A sete meses da eleição presidencial, a bolsa brasileira acumula um rali que levou o Ibovespa para perto dos 190 mil pontos. Para gestores que participaram do painel "Outlook de Grandes Gestores", na CEO Conference 2026 do BTG Pactual, o movimento tem menos relação com o cenário político doméstico e mais com o fluxo internacional de capitais. O debate reuniu André Esteves, chairman do BTG Pactual, André Jakurski, sócio-fundador da JGP, Luis Stuhlberger, sócio-fundador da Verde Asset, e Rogério Xavier, sócio-fundador da SPX Capital.
Um dos temas debatidos no painel foi o contraste entre o ambiente eleitoral e o comportamento do mercado. André Esteves afirmou que o país vive uma "performance espetacular", com a bolsa próxima de 190 mil pontos, algo que poucos imaginavam dois meses atrás, mesmo com múltiplos ainda relativamente baixos em comparação internacional. Ao mesmo tempo, lembrou que o Brasil está a poucos meses de uma eleição "imprevisível", descrita como um "grosseiro fifty-fifty", ainda que com algum favoritismo do presidente Lula.
A questão colocada foi direta: se há eleição à vista, por que o mercado segue subindo? Para André Jakurski, a resposta é objetiva: o fluxo externo domina a formação de preços.

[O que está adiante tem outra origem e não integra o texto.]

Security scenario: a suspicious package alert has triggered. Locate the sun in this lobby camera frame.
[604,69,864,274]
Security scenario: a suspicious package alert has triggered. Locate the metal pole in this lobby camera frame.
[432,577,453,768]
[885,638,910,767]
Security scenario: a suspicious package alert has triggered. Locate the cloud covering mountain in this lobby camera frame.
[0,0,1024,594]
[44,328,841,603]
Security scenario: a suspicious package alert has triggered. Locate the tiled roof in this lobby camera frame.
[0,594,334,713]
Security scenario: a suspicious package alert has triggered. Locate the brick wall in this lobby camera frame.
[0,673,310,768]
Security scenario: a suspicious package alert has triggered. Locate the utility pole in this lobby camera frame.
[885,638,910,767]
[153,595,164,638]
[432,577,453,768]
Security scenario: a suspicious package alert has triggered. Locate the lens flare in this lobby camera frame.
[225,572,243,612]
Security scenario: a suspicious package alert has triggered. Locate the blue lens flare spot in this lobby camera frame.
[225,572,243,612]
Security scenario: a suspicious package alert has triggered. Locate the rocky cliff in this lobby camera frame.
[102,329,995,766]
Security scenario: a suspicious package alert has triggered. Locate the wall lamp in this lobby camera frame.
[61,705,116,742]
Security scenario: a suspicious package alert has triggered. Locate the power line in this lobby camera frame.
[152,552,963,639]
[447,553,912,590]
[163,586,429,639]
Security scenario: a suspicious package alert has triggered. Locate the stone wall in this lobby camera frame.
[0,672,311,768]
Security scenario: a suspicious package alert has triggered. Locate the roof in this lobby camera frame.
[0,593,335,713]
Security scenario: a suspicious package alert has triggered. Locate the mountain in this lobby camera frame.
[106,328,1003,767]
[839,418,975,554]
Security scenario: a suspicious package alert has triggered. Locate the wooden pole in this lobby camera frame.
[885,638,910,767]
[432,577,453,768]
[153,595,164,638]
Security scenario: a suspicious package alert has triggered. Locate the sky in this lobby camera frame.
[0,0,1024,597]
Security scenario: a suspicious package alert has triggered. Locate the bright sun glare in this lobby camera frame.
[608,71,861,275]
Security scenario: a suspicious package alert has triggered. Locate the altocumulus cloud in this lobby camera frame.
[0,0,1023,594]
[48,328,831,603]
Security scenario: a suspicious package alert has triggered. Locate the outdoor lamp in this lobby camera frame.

Segundo o sócio-fundador da JGP, há uma regra básica no Brasil: observar o que o investidor estrangeiro está fazendo. "Dinheiro está entrando, meu amigo, compra", resumiu. Na avaliação do gestor, os mercados financeiros reagem a uma variável de cada vez e, neste momento, a variável dominante é a entrada de capital.
Jakurski acrescentou que a percepção de preço também varia conforme o investidor. O que pode parecer caro sob a ótica doméstica pode não ser necessariamente caro para o estrangeiro, cujo custo de oportunidade é diferente. Ele também ponderou que, quando o ritmo de entrada de recursos diminuir, o mercado tende a voltar os olhos para a eleição. "Por enquanto, o mercado não está nem pensando."
O gestor afirmou ainda que não vê risco de um "cliff effect" como em 2002. "A deterioração do Brasil é lenta, mas contínua. Vai ser um plano inclinado." Luis Stuhlberger concordou que o fluxo global de diversificação tem peso maior que a eleição brasileira na precificação atual, mas disse que o tema político não está completamente fora do radar.
Ele relatou que, em conversas com investidores estrangeiros, há preocupação com a eleição, mas também uma percepção de continuidade institucional. "Já teve Lula 1, Lula 2, Lula 3, por que o Lula 4 vai ser tão ruim?", resumiu ao relatar o raciocínio que escuta.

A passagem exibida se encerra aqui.